The Role of System Center VMM
System Center VMM plays several critical roles in HNV.
- Creation and management: VMM is the engine of change in the Microsoft cloud. It provides the tools for administrators to model Logical Networks and to implement VM networks and their nested VM subnets. Other parts of System Center can reach into VMM once the underlying Logical Network architecture is completed, and provide automated deployment of more VM networks and VM subnets. This enables self-service in the cloud.
- Maintaining lookup tables: A VM network can span many hosts in a data center. When two VMs on different hosts want to communicate, then the host with the sending VM needs to know where to forward the encapsulated NVGRE packets. A lookup table records which VMs are on what hosts. While you could build this table on each host using PowerShell, it will become quickly out of date thanks to new VMs, self-service tenant onboarding, and Live Migration. VMM is the center of all fabric and VM placement knowledge in the Microsoft cloud; it makes sense that it takes on the responsibility of maintaining and updating those NVGRE forwarding tables. A benefit of this functionality is that the subnet is no longer a boundary for VM Live Migration. Instead, large data centers can move VMs to any host subnet as long as the NVGRE appliance and VMM can continue to integrate with and manage the VM and destination host.
- Integration of the NVGRE appliance: VMM will integrate the NVGRE appliance via a provider. This allows VMM to create the necessary compartmentalizing in the appliance and to update the necessary NVGRE lookup tables so the appliance knows what hosts VMs are placed on to correctly forward encapsulated packets.
Improvements in Windows Server and System Center 2012 R2
There are some significant feature improvements/introductions that we will highlight in WSSC 2012 R2.

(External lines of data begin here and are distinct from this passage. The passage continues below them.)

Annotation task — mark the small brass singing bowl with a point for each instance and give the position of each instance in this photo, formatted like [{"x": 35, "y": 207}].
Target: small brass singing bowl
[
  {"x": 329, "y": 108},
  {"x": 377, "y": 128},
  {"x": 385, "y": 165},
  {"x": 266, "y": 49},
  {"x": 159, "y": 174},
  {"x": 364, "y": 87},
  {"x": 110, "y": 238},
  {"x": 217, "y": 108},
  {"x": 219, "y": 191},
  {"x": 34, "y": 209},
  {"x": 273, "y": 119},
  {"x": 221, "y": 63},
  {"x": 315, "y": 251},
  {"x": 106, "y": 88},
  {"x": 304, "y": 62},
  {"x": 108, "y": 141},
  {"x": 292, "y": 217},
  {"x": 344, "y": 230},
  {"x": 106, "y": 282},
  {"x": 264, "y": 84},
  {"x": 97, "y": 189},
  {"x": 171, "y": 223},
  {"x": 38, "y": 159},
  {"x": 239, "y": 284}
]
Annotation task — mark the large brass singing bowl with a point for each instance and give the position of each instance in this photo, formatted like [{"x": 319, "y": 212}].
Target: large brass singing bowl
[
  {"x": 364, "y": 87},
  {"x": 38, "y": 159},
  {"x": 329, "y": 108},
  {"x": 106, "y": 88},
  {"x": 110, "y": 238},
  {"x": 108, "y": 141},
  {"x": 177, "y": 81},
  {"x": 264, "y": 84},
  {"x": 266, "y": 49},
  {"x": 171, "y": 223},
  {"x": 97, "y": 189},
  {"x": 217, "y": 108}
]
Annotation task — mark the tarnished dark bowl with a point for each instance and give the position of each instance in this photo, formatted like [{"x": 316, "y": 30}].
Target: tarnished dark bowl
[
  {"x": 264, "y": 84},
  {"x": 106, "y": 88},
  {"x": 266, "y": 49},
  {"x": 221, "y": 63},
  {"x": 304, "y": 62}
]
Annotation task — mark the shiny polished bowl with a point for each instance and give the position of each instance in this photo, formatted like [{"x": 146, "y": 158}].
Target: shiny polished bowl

- Windows Server 2012 R2 NGVRE appliance: WS2012 RRAS includes the ability to function as an NVGRE appliance. This means that you can deploy WS2012 R2 virtual machine(s) as NVGRE appliance(s) on a dedicated host(s) in an edge network instead of purchasing expensive third-party solutions. This is huge news because it makes SDN more affordable. Note that third-party solutions will offer additional benefits, including F5, in which the appliance will integrate with their BIG-IP load balancer for added intelligence of service optimization.
- HNV and Virtual Switch extensibility are compatible: HNV lived outside of the virtual switch in Windows Server 2012, and that meant that its traffic lived outside of the scope of any added virtual switch extension. In WS2012 R2, all HNV packets that pass through the virtual switch are subject to any inspection and/or management that is added in the form of a virtual switch extension.
- DHCP can be used for CA assignment: Tenants can use DHCP to assign CAs to their VMs on WS2012 R2 Hyper-V hosts. This is because HNV can learn the CAs assigned to VMs.
- Improved IPAM integration: WS2012 R2 IP Address Management integrates with VMM 2012 R2 and provides better network design and IP address management in the CA space.
- Diagnostics: Cloud operators can test VM connectivity without logging into a tenant’s VM
Damian Flynn (MVP, Cloud, and Datacenter Management) and Nigel Cain (Microsoft) are writing a series of articles to explain the concepts of HNV and how to design and implement a solution using System Center. This series is expanding over time and is essential reading for anyone want to learn about the intricacies of HNV. There is a steep learning curve, but it is one worth climbing.
At TechEd 2013, Greg Cusanza (Microsoft) and Charlie Wen (Microsoft) presented two sessions (MDC-B350 and MDC-B351) that is must-watch content if you are just reviewing the concepts of HNV. In it, they explain how HNV works and how it can be designed and implemented, and they go over the new features of Windows Server and System Center 2012 R2.